Palomas, cigarrillos y rastros

A falta de Setiembre escénico. Festival de Artes Escénicas del Uruguay, organizado en 2009 por el MEC, que había conjugado en Montevideo producciones de Río Negro, Salto, Paysandú, San José, Canelones, Fray Bentos, Minas y Rivera con otras de Italia, Chile, Argentina, Alemania, Brasil y España, la oferta internacional volvió a la iniciativa privada. Estrenó el año, en el Solís, una impecable Ala de criados dirigida y escrita por Mauricio Kartun (obra melliza o al menos emparentada con El niño argentino, esta vez centrada en palomas y no en vacas) quien hizo, además, un seminario/desmontaje de la obra para cientos de interesados en el mismo Solís. También envolvente fue la presencia del 5 al 15 de agosto del creador brasileño Renato Borghi, fundador, entre muchas otras cosas, del emblemático Teatro Oficina. Público en general y actores se pusieron en contacto con ese monumento del teatro carioca a través del workshop “Encarando El Personaje”, la proyección del clásico cinematográfico El rey de la vela (Lindolfo Cuestas, 1988), un seminario-espectáculo llamado Revista del teatro brasileño y dos espectáculos teatrales, 3 cigarrillos y la última lasaña y Dentro.

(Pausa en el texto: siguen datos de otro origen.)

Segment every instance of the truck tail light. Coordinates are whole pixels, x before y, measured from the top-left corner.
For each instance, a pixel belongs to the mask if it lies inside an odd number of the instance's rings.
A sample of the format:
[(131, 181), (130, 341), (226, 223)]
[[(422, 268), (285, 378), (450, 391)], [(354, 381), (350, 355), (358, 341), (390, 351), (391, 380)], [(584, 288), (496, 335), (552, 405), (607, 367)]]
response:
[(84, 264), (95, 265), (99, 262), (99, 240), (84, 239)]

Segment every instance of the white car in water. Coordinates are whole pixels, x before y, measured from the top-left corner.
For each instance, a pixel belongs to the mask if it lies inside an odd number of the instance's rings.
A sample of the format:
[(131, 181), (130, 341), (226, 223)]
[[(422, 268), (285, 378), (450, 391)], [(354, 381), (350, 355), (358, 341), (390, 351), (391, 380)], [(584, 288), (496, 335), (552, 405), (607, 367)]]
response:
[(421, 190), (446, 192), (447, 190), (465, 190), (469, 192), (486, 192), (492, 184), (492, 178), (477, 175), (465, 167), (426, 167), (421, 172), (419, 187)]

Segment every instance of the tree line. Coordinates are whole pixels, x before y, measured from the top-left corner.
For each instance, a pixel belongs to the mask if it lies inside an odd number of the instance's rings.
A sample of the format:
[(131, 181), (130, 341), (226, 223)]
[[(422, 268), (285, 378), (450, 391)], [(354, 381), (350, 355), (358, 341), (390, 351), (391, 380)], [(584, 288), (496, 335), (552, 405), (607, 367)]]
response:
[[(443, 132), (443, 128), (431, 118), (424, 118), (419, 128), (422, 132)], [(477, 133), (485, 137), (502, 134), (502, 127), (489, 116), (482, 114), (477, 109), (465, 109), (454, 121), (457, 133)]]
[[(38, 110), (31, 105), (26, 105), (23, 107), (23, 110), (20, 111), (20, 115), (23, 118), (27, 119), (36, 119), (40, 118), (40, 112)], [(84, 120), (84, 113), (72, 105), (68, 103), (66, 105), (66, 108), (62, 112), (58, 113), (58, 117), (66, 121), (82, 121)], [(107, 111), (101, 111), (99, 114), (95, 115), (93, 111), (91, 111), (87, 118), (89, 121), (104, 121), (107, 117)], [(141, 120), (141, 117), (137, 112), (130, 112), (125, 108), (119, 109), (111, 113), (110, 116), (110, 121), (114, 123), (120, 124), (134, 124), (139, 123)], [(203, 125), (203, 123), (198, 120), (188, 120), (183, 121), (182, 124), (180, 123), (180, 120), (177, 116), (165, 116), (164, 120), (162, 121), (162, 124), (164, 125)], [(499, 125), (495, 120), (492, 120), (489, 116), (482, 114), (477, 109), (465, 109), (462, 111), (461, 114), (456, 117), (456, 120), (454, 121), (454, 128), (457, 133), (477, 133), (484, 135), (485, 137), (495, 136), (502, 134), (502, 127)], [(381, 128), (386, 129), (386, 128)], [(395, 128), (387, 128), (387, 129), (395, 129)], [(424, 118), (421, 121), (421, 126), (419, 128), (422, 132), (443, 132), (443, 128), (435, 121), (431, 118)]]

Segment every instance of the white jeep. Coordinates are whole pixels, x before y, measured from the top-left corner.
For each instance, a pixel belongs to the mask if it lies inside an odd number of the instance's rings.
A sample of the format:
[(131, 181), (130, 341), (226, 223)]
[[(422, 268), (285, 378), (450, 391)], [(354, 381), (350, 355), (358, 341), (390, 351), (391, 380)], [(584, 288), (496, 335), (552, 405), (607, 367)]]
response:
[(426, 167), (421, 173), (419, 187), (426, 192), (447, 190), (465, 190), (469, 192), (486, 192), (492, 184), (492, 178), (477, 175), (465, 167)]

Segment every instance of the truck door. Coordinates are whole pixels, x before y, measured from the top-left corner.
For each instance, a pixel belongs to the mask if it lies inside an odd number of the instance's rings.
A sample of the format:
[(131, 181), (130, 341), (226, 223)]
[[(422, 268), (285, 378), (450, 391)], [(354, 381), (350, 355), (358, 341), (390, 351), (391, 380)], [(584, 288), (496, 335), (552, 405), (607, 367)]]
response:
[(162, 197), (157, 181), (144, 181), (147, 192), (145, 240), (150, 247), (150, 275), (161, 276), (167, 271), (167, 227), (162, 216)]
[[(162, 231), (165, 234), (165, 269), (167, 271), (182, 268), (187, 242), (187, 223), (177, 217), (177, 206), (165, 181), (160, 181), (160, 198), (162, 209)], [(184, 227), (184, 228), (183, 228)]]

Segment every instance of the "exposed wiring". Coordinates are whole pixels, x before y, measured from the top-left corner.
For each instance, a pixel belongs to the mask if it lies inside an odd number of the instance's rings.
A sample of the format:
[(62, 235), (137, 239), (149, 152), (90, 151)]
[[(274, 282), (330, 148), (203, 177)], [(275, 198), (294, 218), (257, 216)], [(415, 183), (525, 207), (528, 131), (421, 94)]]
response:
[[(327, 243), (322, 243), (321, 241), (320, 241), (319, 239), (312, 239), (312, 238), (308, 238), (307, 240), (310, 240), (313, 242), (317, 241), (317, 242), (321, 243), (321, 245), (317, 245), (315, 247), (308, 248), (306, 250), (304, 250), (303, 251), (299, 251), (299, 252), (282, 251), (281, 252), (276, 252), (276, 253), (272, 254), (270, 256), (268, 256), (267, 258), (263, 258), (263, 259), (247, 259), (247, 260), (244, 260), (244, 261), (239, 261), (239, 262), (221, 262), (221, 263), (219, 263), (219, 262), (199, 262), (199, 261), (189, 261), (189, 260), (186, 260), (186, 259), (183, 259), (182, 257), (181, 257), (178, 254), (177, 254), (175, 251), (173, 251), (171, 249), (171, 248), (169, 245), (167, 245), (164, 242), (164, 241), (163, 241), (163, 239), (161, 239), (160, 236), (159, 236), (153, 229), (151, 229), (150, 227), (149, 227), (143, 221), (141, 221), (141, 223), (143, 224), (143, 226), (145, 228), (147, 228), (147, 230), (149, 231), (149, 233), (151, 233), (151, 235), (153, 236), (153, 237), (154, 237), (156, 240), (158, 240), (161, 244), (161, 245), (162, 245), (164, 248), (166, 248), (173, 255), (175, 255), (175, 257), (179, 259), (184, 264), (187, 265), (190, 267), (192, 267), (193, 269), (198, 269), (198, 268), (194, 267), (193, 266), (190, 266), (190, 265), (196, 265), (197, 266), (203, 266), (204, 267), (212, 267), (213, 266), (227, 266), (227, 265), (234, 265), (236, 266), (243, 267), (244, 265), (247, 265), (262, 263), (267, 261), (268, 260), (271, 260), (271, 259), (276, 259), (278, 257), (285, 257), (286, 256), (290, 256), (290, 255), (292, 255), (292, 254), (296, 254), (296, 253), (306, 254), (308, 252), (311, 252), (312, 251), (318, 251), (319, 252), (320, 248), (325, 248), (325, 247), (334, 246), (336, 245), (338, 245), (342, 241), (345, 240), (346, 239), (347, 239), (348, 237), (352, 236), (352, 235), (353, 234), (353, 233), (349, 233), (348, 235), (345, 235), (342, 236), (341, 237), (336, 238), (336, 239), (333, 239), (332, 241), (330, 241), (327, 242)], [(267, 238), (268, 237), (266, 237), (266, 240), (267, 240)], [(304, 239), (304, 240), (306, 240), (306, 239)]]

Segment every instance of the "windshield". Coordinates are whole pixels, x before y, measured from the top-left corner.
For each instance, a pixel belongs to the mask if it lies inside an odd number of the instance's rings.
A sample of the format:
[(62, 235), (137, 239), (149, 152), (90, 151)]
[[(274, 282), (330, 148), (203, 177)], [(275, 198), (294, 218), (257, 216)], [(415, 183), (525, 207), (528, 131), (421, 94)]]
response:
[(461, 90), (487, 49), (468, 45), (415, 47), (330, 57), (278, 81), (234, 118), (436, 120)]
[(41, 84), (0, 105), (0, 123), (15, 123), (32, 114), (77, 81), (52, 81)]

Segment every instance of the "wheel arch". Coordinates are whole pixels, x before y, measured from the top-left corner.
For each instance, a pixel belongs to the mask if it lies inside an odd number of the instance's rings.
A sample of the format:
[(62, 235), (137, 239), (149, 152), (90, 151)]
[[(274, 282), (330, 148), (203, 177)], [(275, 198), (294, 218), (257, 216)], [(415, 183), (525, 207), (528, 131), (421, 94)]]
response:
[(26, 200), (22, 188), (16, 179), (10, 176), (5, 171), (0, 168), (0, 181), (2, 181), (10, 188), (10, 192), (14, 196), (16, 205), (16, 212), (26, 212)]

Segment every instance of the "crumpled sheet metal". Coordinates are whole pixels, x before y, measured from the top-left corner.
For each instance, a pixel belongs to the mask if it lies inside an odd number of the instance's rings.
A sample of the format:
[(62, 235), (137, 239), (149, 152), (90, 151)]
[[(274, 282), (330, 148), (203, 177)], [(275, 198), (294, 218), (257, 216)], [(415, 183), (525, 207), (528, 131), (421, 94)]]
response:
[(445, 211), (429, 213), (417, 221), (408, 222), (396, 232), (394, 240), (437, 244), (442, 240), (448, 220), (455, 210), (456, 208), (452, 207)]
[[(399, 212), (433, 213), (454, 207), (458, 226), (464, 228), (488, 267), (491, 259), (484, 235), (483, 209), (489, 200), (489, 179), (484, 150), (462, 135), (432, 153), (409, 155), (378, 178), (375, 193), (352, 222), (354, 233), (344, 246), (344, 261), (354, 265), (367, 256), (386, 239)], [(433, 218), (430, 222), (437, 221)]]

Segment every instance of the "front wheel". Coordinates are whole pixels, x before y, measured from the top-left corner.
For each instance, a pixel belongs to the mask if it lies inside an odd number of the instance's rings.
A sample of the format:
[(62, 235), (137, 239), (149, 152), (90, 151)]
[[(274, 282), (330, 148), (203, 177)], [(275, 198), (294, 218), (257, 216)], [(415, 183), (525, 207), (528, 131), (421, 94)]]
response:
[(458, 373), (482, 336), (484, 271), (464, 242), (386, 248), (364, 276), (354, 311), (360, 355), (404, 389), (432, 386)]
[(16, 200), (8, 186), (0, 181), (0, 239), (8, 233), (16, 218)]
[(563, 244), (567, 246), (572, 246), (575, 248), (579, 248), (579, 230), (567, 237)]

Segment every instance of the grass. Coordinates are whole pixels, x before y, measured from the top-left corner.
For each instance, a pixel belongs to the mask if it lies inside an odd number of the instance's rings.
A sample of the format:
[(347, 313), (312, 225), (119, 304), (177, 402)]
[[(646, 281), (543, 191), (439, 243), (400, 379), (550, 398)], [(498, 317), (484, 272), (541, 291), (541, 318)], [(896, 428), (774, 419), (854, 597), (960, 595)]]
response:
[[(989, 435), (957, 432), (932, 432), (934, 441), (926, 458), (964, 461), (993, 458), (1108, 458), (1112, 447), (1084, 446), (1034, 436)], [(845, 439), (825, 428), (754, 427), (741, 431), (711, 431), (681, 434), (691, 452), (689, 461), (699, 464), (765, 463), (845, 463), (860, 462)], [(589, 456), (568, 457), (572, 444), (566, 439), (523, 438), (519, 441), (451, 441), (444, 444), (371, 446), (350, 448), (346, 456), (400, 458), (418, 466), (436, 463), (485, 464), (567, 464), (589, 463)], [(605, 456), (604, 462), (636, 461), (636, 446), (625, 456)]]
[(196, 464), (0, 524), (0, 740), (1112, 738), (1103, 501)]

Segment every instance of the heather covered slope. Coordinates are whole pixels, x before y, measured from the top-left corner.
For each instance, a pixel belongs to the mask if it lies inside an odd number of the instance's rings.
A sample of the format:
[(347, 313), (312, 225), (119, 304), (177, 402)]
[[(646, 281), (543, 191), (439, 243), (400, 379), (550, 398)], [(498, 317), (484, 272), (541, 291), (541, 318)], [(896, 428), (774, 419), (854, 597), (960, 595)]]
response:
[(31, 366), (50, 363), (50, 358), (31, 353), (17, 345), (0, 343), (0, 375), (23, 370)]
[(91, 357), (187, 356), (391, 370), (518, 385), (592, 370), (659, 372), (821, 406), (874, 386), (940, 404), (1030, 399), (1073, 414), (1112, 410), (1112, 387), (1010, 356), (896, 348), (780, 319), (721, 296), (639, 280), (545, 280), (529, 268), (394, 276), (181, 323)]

El año tuvo, además, un par de muestras significativas (fotos de escena de Amílcar y Alejandro Persichetti y material histórico de Carlos Reyes), un par de publicaciones (Escrituras para la escena. Obras uruguayas contemporáneas, de Leonardo Preziosi, Tabaré Rivero y Mariana Percovich, y Dibujar el escenario. Miradas en torno a bocetos de escenografías de la Comedia Nacional entre 1948 y 1995, de Daniela Bouret y Gonzalo Vicci), un par de eventos (el Coloquio Internacional de Teatro y los dos Días del Patrimonio dedicados enteramente al rubro). Pero sin duda la nota más desafinada (en muchos sentidos, creativos, institucionales, éticos, públicos) fue dada por la movida en torno al centenario de Florencio Sánchez. De alguna manera, el departamento de Cultura de la Intendencia de Montevideo, lo había previsto. La solución más inmediata fue insertar a Florencio materialmente (y de paso también a nivel simbólico) en el mapa capitalino: en la publicación Huellas de gigante aparecieron indicados -con estilo didáctico, el folleto es para niños- los espacios en que Sánchez nació, fue bautizado, trabajó y estrenó. Pero como su casa natal -desaparecida en 1934- o la paterna en la Unión -también inexistente- de su presencia, en escena y fuera, parecen quedar sólo las placas recordatorias.

Botines

De parabienes estuvieron este año fetichistas, disposofóbicos y piromaníacos. Fue un año de programas-objeto: Habitación 105 regaló un sobre con cartas, imágenes, etiquetas, instrucciones; Los muertos, de Florencio Sánchez -uno de los pocos intentos de contaminar a Sánchez con el presente-, dirigido por María Dodera, un cd con temas de Made in Taiwán; Neva, de Guillermo Calderón, dirigida por Álvaro Correa, un diarito de San Petersburgo del domingo 9 de enero de 1905; La historia de Alicia y Franco, Alicia y Franco, y Alicia y Franco, un pañuelito negro y, por último, Hotel California, de Santiago Sanguinetti, también dirigido por Dodera, una cajita de fósforos. Éstos sí quedan.